I'm in denial re: fatigue

OK, so before I got pregnant I was tired all the time and I needed to have a nap after work sometimes {all right, all right - a lot of times!} and lots of times my weekends were shot just trying to get rested. So that said,I read all sorts of things about how tired I'll be. Yep - and HOLY COW!!! I just somehow didn't think I'd be THAT tired, that it couldn't be too much worse than what I was going thru b4 the pregnancy. Oh I knew it'd happen, but I was just not prepared. Some days are better than others.Boy am I having a hard time w/ it. I have so much to get done and I just get/am worn out. My other problem is that I'm not being really talkative/descriptive to my hubby about the tiredness mostly because of my history. It's a sticky point for me.  I'm trying to save face I think and I just need to fully embrace the sleepy. Not doing well in that arena. It bums me out to know that about myself: that I'm trying to sort-of cover up or hide or some weird thing ; that I'm not completely honest w/ him about how I feel day to day. As if he wouldn't be understanding.

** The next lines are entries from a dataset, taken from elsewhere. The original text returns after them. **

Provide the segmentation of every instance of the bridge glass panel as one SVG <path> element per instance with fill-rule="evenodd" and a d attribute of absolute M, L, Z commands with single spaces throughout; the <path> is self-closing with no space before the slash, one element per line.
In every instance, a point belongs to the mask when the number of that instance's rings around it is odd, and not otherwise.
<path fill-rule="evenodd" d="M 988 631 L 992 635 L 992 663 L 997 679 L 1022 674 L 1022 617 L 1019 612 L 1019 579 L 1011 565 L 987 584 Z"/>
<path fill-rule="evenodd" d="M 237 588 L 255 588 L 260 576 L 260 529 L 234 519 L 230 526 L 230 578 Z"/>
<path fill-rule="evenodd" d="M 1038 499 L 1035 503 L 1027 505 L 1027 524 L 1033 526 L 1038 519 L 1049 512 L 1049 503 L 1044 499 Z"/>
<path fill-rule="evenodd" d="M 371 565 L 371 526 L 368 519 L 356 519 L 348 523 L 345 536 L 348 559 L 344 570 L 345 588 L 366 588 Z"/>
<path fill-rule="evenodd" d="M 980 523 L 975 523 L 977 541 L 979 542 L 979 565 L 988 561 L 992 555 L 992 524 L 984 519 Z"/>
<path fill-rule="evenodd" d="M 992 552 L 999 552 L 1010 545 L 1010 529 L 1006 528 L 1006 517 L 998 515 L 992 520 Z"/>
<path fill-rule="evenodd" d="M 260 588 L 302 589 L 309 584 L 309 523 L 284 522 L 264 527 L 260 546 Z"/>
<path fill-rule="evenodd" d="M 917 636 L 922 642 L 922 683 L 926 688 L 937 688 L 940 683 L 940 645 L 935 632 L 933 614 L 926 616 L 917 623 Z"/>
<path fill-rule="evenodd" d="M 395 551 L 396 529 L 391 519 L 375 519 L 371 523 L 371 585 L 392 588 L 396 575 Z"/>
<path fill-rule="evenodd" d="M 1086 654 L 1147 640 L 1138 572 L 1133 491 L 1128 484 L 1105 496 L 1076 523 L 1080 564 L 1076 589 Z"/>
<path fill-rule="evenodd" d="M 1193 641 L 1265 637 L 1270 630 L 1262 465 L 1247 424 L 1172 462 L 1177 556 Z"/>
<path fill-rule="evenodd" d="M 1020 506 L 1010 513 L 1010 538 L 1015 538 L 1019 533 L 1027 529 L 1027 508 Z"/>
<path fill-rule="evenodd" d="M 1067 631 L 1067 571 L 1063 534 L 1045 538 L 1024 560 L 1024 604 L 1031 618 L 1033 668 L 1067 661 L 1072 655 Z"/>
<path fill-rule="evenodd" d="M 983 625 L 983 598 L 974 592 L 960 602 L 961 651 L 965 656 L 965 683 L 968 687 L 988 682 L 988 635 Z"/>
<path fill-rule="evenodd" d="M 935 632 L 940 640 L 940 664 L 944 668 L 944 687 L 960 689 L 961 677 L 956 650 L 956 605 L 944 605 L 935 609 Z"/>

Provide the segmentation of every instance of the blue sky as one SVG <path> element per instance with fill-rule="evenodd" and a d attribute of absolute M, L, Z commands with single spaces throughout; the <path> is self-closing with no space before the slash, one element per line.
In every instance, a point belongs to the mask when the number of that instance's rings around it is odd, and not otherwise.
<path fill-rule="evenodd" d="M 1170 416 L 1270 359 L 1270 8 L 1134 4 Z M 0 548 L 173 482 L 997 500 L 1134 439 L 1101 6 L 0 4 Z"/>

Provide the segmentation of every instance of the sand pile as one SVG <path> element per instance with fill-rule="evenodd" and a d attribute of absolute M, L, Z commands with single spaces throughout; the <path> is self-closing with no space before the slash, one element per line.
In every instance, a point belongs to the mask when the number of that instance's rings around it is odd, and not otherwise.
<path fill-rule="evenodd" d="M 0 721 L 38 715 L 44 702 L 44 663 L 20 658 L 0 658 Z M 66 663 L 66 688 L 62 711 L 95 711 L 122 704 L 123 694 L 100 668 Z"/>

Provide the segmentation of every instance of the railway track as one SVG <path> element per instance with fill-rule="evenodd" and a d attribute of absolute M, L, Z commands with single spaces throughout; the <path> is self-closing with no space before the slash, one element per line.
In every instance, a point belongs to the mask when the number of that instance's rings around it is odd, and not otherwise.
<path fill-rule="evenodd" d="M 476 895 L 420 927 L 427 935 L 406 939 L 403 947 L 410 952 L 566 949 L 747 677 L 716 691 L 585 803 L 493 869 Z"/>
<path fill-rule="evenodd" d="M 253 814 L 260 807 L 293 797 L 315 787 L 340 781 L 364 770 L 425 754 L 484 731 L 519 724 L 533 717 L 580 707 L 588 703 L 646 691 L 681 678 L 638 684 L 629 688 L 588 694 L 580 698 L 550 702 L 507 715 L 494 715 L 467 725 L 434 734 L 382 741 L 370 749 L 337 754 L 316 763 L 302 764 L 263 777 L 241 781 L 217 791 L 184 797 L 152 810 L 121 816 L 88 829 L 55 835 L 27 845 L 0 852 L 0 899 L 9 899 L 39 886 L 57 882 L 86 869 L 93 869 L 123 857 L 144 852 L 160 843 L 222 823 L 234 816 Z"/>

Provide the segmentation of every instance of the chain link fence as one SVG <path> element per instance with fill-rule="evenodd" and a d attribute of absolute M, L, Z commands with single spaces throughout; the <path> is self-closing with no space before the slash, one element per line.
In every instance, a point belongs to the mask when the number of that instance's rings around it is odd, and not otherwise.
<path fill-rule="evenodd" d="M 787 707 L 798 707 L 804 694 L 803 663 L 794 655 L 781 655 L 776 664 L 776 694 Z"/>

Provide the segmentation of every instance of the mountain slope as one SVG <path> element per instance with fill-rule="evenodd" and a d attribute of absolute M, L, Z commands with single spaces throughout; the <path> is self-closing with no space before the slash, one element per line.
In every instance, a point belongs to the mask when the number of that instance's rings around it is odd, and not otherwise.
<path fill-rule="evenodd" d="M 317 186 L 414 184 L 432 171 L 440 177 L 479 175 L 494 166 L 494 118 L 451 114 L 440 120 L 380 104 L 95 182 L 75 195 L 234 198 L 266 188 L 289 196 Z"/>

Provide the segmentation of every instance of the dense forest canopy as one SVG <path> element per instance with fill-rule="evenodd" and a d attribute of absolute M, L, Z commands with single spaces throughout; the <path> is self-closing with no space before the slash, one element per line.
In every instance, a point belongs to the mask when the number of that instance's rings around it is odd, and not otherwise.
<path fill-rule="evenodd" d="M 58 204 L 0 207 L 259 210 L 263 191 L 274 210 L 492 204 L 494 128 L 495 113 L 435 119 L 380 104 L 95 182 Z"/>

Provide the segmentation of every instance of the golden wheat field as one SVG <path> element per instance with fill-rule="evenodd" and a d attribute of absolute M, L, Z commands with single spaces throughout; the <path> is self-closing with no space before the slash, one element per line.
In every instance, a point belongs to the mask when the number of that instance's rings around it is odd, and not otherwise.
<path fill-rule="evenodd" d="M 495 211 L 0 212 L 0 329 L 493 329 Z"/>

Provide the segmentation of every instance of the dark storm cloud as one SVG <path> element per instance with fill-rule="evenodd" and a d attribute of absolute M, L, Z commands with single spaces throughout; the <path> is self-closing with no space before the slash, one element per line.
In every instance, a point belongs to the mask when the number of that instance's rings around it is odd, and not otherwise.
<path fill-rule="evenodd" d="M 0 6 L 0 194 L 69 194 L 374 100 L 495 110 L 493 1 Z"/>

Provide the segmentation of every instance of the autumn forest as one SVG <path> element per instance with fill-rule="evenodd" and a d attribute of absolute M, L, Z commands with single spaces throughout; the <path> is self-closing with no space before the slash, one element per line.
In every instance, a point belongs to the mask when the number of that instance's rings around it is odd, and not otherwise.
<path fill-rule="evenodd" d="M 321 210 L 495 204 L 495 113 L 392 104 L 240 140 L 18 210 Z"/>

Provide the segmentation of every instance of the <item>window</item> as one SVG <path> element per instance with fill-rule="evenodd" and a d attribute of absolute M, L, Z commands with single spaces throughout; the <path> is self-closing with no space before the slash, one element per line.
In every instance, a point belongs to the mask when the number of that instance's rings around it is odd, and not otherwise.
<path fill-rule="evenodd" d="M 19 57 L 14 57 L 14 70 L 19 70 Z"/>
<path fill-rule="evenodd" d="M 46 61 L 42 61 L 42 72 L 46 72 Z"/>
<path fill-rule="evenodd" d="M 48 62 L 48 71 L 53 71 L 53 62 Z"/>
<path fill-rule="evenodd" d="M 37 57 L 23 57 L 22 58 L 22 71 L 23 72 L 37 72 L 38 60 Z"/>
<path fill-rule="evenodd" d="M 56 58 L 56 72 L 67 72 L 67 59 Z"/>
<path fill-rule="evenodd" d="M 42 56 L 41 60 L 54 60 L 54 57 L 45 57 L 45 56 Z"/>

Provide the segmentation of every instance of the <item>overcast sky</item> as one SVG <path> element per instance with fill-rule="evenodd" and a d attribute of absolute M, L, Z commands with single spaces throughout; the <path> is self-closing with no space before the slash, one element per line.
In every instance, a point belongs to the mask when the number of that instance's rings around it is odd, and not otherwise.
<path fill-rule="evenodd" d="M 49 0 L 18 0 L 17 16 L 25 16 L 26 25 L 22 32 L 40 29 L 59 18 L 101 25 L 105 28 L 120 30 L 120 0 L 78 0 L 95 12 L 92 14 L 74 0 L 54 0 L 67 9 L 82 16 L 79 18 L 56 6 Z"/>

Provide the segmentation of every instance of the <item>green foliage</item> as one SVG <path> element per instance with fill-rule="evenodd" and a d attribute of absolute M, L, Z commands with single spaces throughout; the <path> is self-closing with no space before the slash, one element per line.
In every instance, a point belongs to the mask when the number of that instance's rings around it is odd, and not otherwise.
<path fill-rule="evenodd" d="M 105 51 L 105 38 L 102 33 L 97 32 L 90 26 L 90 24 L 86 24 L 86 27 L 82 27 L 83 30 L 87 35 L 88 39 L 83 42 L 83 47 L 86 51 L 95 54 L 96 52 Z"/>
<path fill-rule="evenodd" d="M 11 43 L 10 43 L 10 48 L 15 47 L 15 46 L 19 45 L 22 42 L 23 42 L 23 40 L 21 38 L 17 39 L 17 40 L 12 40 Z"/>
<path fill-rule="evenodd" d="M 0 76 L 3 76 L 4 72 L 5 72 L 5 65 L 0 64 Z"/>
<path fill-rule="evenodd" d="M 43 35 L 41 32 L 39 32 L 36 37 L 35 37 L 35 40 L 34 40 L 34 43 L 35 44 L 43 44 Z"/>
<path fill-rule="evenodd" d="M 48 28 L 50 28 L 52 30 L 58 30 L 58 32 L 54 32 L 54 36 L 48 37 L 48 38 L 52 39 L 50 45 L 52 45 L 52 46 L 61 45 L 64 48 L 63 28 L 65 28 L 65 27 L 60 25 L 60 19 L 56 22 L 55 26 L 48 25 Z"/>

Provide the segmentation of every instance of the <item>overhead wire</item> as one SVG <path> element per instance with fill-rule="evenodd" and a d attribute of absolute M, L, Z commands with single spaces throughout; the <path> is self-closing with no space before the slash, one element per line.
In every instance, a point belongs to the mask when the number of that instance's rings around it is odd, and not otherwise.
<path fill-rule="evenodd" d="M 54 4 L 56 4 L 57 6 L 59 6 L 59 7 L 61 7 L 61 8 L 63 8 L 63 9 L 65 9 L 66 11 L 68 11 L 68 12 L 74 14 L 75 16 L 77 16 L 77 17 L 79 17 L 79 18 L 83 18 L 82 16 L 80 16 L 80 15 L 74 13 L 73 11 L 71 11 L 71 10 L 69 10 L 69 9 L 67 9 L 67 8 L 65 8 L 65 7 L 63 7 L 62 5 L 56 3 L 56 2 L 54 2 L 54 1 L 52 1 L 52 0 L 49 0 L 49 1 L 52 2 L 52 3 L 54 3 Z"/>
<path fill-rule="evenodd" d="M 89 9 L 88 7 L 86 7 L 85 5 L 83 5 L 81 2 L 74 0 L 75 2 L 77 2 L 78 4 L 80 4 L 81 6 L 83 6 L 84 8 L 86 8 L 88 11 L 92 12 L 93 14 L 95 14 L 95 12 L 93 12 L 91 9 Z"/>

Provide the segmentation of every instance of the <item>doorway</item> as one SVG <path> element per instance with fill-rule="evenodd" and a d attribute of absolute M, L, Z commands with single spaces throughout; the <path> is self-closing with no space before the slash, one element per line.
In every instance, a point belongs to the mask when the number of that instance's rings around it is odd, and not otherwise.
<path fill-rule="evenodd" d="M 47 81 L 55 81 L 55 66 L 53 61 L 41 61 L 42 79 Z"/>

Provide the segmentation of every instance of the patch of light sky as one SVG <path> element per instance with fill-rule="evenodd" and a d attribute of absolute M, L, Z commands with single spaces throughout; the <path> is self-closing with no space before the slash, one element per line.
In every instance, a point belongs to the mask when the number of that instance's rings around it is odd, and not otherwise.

Yeah, right - he's been absolutely super about everything. What do I really have to be worried about? It's all in my head. And even before - he knows how hard I work and it really takes a toll on me (THAT needs fixing, definitely -how taxing my work is on my brain/body even tho I sit at a computer for 8-9 hrs a day and commute 1 hr each way... that'll be another post.) And sometimes it's about food; I get home and am just super sleepy but have a snack and I'm a little better. I'm definitely better if I actually get a nap.I think I'd better get on the exercise bike and COMMIT to getting regular exercise. Why don't we do what we know is good for ourselves?